Leon thought for a moment. “Japanese swordsman, right? Samurai?”
“Yeah. A ronin. A wandering samurai with no master. One of the guys at the bureau, Hector Freedman, was a history buff, did some shinkendo—that’s a Japanese sword-fighting style—and read all about Miyamoto Musashi. Apparently Musashi was only a decent swordsman, but then he disappeared into the wilderness for several years, and when he came back he was unstoppable. Nobody knows what happened to Musashi during that time, just like we don’t know what happened to Pelletier during his little self-imposed exile. He was into this and into that. One minute it was a counterfeit scheme that netted him a hundred grand, then it was a sizable drug deal that gave him two hundred more.
“Pelletier was all over the map with his scams.
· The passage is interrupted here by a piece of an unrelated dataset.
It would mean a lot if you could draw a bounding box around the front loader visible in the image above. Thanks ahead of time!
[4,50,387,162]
He’s one mercurial son of a bitch, this guy. Fickle. Changes his game constantly. The bureau f
irst picked up on him doing this scam where he created this website for men living secretly with homosexuality. He sent out fliers and shit. He got a few dozen responses. Pelletier pretended to be a conflicted young man looking for an older gay gentleman to show him the ropes. He would get replies from all over, everything from dirty old men living in log cabins and poring over the Internet for company, to some wealthier, established guys with families. He focused on the wealthy family men because they had more to lose by being exposed. He revealed who he was to them and started blackmailing them, threatening to expose their secret unless they paid X amount. Got away with this for a full year, made some good cash and then split when one of his victims finally got up enough guts to go to the police. FBI figured out who it was by tracking the IP addresses of the websites he created, finding where his base of operations was, which was some apartment building in Biloxi, and then getting a copy of his photo ID from the landlords and running his face through facial-recognition programs.
“Pelletier’s face was now in the FBI’s National Registry system. His face popped up all over the Bible Belt over the next two years in video surveillance—auto theft, mail-order scams, confidence scams, and some other shit. It wouldn’t be until after he escaped Leavenworth that we were able to work out a timeline that matched all of this activity perfectly with a series of murders committed throughout the southern U.S., with a couple up north.”
One of the ambulances was leaving with a load of three bodies in body bags. They had just closed up the back of the ambulance and blared their siren just once to tell a few cops to get out of their way. Leon and Agent Porter pressed up against a patrol car to let it pass. “Who were the victims?” he asked.